Elliot Dee and Mary Beth Lapham spoke to The Rotary Club of Westfield last week about the three-year Capital Campaign for St. Joseph Social Services in Elizabeth. The Rotary Club of Westfield has supported St. Joseph for decades, but most recently by making sandwiches and bringing them to the center every Wednesday for the past 94 weeks through the Covid-19 pandemic. The center provides a wide range of social services to the poor and homeless in Union County.
Ms. Dee and Ms. Lapham explained to the club that the center has been overwhelmed by the needs of the community, and the physical space is no longer meeting their needs for efficiency. Following a recent feasibility study, new plans have been drawn for an expansion project.

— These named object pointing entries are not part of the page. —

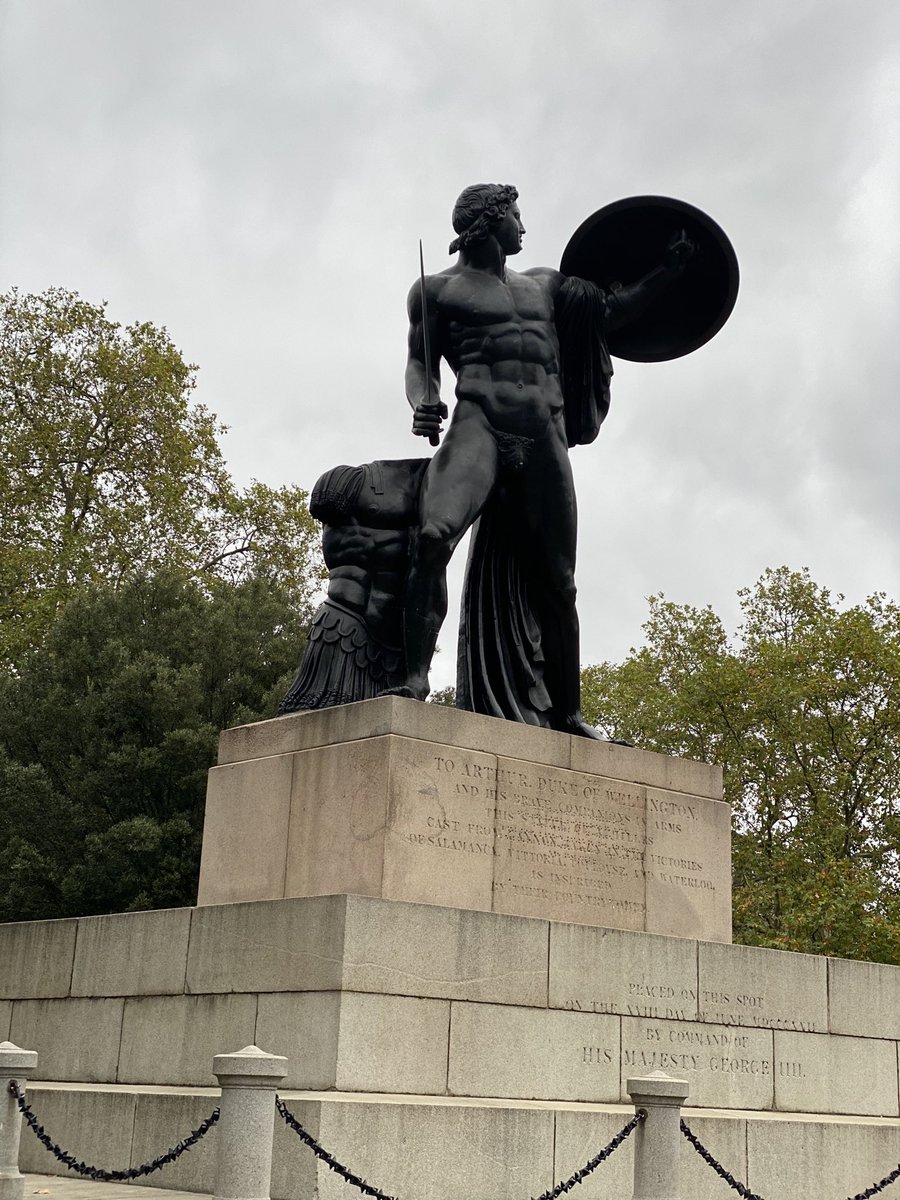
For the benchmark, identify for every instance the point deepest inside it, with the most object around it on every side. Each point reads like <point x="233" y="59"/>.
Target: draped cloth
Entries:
<point x="501" y="660"/>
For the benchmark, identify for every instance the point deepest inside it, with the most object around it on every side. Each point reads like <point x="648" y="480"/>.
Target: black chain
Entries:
<point x="97" y="1173"/>
<point x="751" y="1195"/>
<point x="741" y="1188"/>
<point x="329" y="1159"/>
<point x="592" y="1165"/>
<point x="367" y="1189"/>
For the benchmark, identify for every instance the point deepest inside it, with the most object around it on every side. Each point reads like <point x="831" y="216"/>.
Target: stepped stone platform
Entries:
<point x="445" y="1048"/>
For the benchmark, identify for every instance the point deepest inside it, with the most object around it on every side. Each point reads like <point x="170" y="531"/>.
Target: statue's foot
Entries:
<point x="579" y="727"/>
<point x="407" y="691"/>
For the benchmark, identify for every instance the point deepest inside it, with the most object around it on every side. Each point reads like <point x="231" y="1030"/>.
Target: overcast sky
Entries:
<point x="256" y="177"/>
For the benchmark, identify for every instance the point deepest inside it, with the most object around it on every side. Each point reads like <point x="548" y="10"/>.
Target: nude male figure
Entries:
<point x="497" y="330"/>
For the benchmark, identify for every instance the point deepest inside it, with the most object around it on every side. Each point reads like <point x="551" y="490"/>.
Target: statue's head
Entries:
<point x="479" y="210"/>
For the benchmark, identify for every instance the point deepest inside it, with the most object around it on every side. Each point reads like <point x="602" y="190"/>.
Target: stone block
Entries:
<point x="617" y="971"/>
<point x="569" y="846"/>
<point x="811" y="1158"/>
<point x="768" y="989"/>
<point x="131" y="954"/>
<point x="339" y="809"/>
<point x="172" y="1039"/>
<point x="438" y="846"/>
<point x="394" y="715"/>
<point x="828" y="1073"/>
<point x="95" y="1126"/>
<point x="688" y="865"/>
<point x="75" y="1039"/>
<point x="268" y="946"/>
<point x="646" y="767"/>
<point x="358" y="1043"/>
<point x="447" y="953"/>
<point x="36" y="959"/>
<point x="245" y="831"/>
<point x="533" y="1054"/>
<point x="438" y="1151"/>
<point x="162" y="1121"/>
<point x="864" y="999"/>
<point x="725" y="1067"/>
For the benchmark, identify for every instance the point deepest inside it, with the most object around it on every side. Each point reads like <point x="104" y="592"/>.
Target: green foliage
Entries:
<point x="109" y="472"/>
<point x="108" y="730"/>
<point x="802" y="711"/>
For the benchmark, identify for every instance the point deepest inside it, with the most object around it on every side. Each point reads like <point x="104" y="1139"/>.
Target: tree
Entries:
<point x="107" y="732"/>
<point x="108" y="472"/>
<point x="802" y="711"/>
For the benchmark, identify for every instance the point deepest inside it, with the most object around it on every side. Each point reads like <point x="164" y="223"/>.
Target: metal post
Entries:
<point x="658" y="1145"/>
<point x="15" y="1065"/>
<point x="249" y="1080"/>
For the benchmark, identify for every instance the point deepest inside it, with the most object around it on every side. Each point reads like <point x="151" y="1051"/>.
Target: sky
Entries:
<point x="256" y="178"/>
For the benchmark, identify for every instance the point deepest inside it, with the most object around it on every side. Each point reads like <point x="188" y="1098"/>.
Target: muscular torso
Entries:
<point x="499" y="337"/>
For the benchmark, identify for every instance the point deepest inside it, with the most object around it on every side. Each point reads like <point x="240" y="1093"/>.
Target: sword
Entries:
<point x="433" y="439"/>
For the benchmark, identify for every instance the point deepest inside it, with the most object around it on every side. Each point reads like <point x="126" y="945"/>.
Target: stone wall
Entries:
<point x="365" y="995"/>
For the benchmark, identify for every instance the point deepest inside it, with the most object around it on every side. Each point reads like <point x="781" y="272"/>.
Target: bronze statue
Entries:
<point x="532" y="379"/>
<point x="531" y="353"/>
<point x="357" y="636"/>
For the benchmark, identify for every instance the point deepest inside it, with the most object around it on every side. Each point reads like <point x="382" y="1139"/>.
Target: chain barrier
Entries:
<point x="97" y="1173"/>
<point x="741" y="1188"/>
<point x="367" y="1189"/>
<point x="751" y="1195"/>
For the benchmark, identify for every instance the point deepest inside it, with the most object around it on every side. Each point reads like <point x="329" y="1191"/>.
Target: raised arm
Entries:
<point x="426" y="415"/>
<point x="627" y="303"/>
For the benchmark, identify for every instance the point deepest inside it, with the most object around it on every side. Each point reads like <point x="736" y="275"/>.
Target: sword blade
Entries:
<point x="426" y="337"/>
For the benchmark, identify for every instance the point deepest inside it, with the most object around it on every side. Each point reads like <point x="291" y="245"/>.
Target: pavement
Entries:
<point x="70" y="1187"/>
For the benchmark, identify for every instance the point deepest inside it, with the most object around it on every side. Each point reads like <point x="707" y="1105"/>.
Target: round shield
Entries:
<point x="624" y="241"/>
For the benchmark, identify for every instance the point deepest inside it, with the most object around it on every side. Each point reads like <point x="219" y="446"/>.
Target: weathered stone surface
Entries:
<point x="358" y="1043"/>
<point x="439" y="838"/>
<point x="393" y="715"/>
<point x="36" y="959"/>
<point x="425" y="804"/>
<point x="688" y="865"/>
<point x="864" y="999"/>
<point x="768" y="989"/>
<point x="725" y="1067"/>
<point x="245" y="831"/>
<point x="339" y="809"/>
<point x="162" y="1121"/>
<point x="821" y="1073"/>
<point x="292" y="945"/>
<point x="172" y="1039"/>
<point x="306" y="1029"/>
<point x="95" y="1125"/>
<point x="617" y="971"/>
<point x="647" y="768"/>
<point x="131" y="954"/>
<point x="447" y="953"/>
<point x="533" y="1054"/>
<point x="569" y="846"/>
<point x="75" y="1039"/>
<point x="439" y="1152"/>
<point x="811" y="1158"/>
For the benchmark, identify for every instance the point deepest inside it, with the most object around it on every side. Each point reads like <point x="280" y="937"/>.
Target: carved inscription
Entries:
<point x="571" y="840"/>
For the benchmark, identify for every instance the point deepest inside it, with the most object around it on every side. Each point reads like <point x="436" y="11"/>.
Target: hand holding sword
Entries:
<point x="427" y="415"/>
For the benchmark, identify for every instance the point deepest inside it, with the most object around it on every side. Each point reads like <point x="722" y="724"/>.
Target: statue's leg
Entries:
<point x="550" y="534"/>
<point x="457" y="484"/>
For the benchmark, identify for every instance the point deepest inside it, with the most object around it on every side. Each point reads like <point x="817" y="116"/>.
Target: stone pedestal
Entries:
<point x="403" y="801"/>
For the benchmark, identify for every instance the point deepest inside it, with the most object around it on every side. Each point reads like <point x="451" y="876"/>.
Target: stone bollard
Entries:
<point x="15" y="1065"/>
<point x="249" y="1080"/>
<point x="658" y="1145"/>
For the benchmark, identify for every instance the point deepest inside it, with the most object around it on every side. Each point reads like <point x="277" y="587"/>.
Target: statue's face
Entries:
<point x="510" y="231"/>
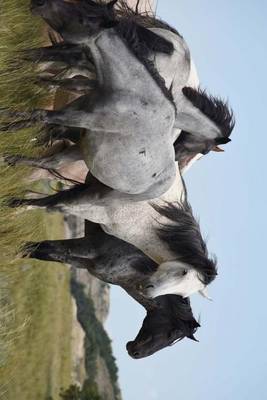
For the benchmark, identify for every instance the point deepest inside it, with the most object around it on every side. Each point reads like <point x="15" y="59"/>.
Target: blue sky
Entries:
<point x="227" y="191"/>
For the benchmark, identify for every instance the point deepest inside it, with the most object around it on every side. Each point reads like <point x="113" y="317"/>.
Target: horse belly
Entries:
<point x="129" y="165"/>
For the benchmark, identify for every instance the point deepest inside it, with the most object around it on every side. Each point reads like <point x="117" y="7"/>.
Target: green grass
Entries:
<point x="35" y="303"/>
<point x="37" y="343"/>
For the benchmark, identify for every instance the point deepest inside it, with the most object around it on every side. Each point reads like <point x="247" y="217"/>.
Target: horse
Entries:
<point x="164" y="229"/>
<point x="169" y="318"/>
<point x="115" y="210"/>
<point x="133" y="113"/>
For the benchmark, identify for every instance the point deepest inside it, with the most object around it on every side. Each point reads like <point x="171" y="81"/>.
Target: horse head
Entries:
<point x="191" y="268"/>
<point x="174" y="277"/>
<point x="75" y="21"/>
<point x="163" y="326"/>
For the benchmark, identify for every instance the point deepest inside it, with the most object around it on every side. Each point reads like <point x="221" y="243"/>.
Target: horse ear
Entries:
<point x="222" y="140"/>
<point x="192" y="337"/>
<point x="204" y="293"/>
<point x="111" y="4"/>
<point x="218" y="149"/>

Currently St Josephs runs a Soup Kitchen on Saturdays which feeds 200 people each week; provides 400 bags of food every week which feed a family of four for six days; has a program with the Community Food Bank of NJ which feeds 150 households; and runs a farmers’ market. Each year the center provides 250,000 meals, and never missed a day during the Covid shutdown.

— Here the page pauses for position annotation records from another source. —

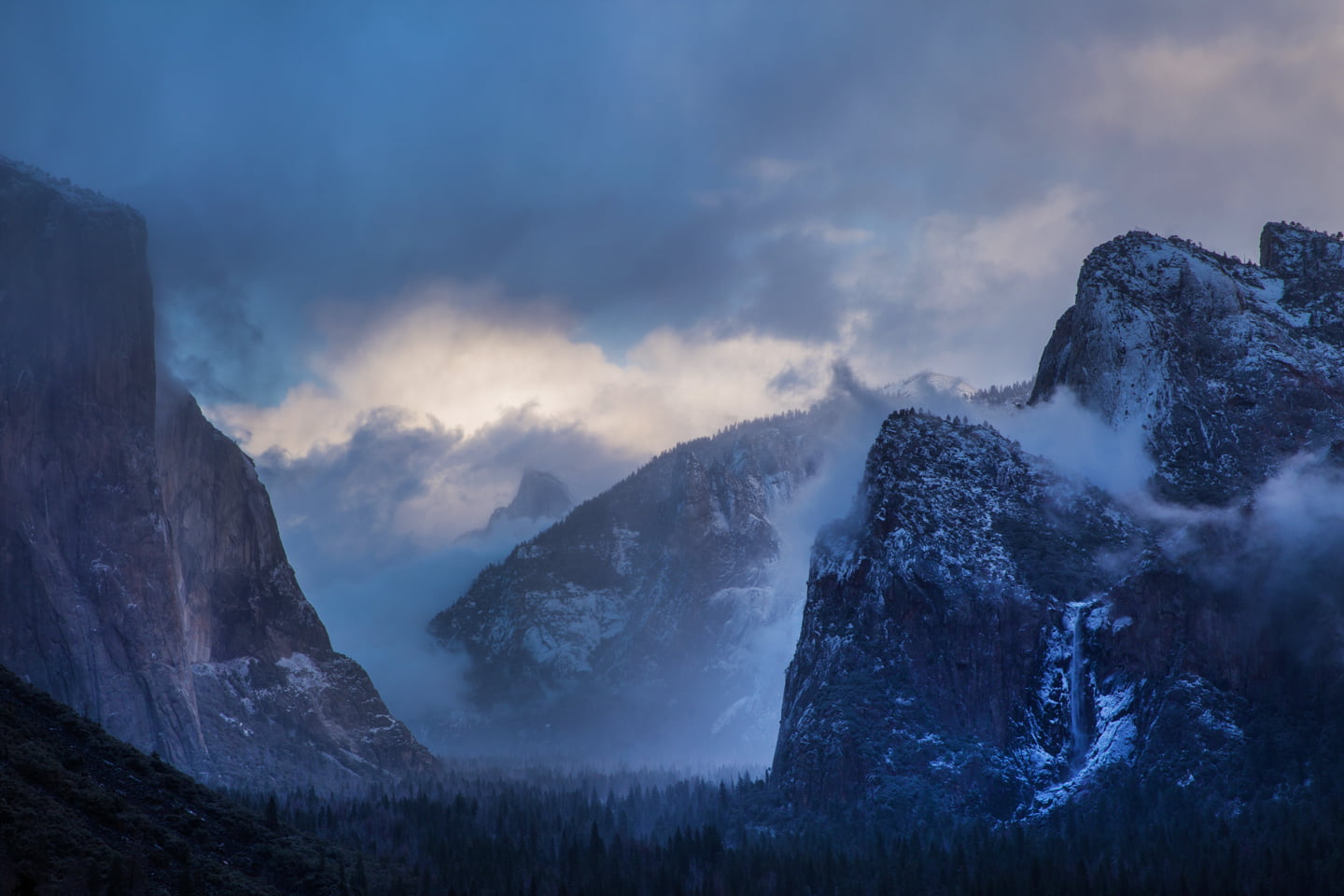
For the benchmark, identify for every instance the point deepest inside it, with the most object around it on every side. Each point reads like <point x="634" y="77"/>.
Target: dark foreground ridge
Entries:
<point x="85" y="814"/>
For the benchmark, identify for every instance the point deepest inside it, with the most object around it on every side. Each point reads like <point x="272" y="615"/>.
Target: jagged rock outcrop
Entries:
<point x="143" y="577"/>
<point x="1227" y="367"/>
<point x="986" y="636"/>
<point x="632" y="629"/>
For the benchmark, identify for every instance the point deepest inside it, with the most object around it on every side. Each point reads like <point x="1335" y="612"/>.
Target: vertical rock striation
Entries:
<point x="141" y="574"/>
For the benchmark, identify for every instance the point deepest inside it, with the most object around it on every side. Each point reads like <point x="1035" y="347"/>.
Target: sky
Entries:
<point x="406" y="250"/>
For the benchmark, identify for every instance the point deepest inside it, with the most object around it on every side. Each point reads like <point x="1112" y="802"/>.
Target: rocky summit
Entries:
<point x="143" y="577"/>
<point x="653" y="621"/>
<point x="989" y="636"/>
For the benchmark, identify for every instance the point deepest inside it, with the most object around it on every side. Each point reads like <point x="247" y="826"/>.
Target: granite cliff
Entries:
<point x="988" y="636"/>
<point x="141" y="572"/>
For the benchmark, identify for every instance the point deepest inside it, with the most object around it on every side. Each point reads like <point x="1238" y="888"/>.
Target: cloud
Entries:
<point x="967" y="293"/>
<point x="421" y="419"/>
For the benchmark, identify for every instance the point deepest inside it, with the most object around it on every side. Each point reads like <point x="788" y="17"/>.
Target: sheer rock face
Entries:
<point x="1227" y="367"/>
<point x="991" y="637"/>
<point x="631" y="626"/>
<point x="143" y="577"/>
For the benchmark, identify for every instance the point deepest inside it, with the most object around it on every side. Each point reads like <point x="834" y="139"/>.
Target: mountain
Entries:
<point x="540" y="496"/>
<point x="1227" y="367"/>
<point x="988" y="636"/>
<point x="143" y="575"/>
<point x="655" y="620"/>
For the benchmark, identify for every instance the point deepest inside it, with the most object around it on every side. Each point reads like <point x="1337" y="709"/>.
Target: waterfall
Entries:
<point x="1077" y="727"/>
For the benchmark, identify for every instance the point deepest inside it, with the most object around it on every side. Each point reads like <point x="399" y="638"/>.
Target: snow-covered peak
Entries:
<point x="1226" y="366"/>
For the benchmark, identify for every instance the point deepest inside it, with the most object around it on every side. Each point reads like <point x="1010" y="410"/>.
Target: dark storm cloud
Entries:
<point x="595" y="152"/>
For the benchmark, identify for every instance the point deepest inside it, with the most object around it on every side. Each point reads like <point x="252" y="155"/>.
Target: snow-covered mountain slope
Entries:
<point x="655" y="621"/>
<point x="1227" y="367"/>
<point x="141" y="571"/>
<point x="989" y="636"/>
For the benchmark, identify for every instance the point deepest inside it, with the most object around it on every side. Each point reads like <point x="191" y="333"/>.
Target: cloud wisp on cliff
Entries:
<point x="406" y="250"/>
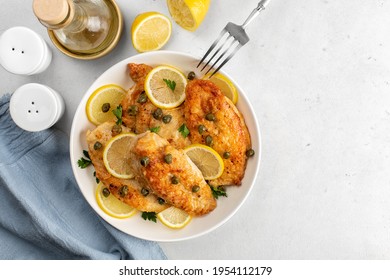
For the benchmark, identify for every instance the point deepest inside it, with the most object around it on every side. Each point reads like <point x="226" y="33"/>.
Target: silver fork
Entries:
<point x="235" y="39"/>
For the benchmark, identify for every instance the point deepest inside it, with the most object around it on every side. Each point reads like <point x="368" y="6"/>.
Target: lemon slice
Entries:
<point x="101" y="103"/>
<point x="225" y="85"/>
<point x="111" y="205"/>
<point x="165" y="86"/>
<point x="150" y="31"/>
<point x="116" y="156"/>
<point x="189" y="14"/>
<point x="206" y="159"/>
<point x="174" y="217"/>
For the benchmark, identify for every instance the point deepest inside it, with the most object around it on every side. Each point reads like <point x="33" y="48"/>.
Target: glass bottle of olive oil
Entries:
<point x="81" y="26"/>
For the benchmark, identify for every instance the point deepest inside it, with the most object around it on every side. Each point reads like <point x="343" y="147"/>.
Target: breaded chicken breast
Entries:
<point x="177" y="180"/>
<point x="103" y="133"/>
<point x="224" y="128"/>
<point x="140" y="115"/>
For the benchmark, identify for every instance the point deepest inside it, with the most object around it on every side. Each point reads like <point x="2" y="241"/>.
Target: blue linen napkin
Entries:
<point x="43" y="215"/>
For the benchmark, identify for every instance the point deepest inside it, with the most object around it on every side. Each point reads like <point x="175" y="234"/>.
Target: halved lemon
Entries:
<point x="102" y="101"/>
<point x="174" y="217"/>
<point x="165" y="86"/>
<point x="116" y="156"/>
<point x="111" y="205"/>
<point x="150" y="31"/>
<point x="225" y="85"/>
<point x="189" y="14"/>
<point x="206" y="159"/>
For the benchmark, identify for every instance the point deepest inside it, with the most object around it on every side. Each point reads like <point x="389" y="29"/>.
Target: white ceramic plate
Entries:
<point x="135" y="225"/>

In addition to food, St. Josephs provides clothing, home goods, diapers, and school supplies to those in need. They also provide support services including mental health counseling, case management, Job training, computer skills and summer camp for kids. The center accomplishes all of this with only four full time and 10 part time employees.
The Capital Campaign will raise funds for a bigger food pantry; space for clothing and home goods; renovation of the existing buildings; installing private counseling areas, and reconfiguring and repaving of the parking lot. The cost for the campaign is projected to be $1.8 million, and is expected to take three years for the construction to be complete.

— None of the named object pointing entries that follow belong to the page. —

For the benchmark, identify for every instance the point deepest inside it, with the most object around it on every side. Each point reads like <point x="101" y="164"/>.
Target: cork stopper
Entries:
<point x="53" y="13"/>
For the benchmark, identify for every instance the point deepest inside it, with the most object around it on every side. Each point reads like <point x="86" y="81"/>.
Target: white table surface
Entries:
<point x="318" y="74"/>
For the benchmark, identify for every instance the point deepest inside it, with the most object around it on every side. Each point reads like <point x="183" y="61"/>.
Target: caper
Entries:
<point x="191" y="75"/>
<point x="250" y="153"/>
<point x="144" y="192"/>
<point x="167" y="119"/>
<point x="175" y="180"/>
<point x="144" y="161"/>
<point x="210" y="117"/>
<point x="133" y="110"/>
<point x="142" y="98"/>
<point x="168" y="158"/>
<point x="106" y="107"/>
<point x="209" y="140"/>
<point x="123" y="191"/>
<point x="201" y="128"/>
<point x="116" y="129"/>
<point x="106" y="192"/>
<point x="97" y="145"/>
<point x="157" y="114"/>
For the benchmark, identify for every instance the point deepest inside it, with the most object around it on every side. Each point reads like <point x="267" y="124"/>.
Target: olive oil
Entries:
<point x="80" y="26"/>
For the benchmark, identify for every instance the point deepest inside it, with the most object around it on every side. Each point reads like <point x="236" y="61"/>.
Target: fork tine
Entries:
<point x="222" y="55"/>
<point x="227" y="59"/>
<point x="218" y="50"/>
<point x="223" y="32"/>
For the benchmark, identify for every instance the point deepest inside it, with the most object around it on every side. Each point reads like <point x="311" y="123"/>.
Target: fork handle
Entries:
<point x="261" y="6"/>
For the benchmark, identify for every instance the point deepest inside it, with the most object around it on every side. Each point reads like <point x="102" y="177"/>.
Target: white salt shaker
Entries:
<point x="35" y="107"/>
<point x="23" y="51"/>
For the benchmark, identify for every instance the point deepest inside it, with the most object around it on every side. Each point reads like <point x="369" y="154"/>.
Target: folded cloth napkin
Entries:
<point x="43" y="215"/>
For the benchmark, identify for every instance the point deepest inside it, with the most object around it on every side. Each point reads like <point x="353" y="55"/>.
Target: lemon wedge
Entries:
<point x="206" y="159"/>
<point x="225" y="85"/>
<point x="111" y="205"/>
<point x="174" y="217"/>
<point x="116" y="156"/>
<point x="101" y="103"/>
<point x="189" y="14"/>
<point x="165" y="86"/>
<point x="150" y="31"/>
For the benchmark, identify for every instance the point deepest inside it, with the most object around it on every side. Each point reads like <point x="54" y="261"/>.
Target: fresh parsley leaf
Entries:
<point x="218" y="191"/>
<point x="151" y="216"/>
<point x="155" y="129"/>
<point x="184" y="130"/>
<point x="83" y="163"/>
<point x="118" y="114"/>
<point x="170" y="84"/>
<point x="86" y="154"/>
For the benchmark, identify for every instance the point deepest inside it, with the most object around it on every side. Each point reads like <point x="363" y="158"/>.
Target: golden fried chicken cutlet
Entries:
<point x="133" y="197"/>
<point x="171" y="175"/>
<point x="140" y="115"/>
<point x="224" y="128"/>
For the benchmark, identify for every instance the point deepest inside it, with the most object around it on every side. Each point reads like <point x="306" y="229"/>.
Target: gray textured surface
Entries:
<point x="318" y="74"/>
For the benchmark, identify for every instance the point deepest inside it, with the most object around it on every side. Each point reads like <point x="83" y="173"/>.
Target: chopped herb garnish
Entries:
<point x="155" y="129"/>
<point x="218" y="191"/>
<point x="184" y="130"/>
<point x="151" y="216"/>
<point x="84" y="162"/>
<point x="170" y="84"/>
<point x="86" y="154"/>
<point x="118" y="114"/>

The center shares space with its sister organization, the Elizabeth Coalition to House the Homeless. The coalition's goal is to help people who have recently become homeless to get back into society as a functioning person with a job and being able to support themselves. They house a family for a short while, assist in substance abuse recovery, provide mental health counseling, job counseling, computer skills workshops, allow them to save up the deposit on an apartment, and eventually move them out. and bring the next family in. The Rotary Club of Westfield helped the coalition construct an additional two-family house in 2007, so they now have four two family houses- housing eight families.
Westfielders have a close relationship with Elizabeth. Nearly 2,000 Westfield residents have been to St Joseph as volunteers last year, including Rotarians, parishioners from Holy Trinity and St. Helen’s, Boy Scouts, Girl Scouts, and the Westfield High School Boys Hockey Team.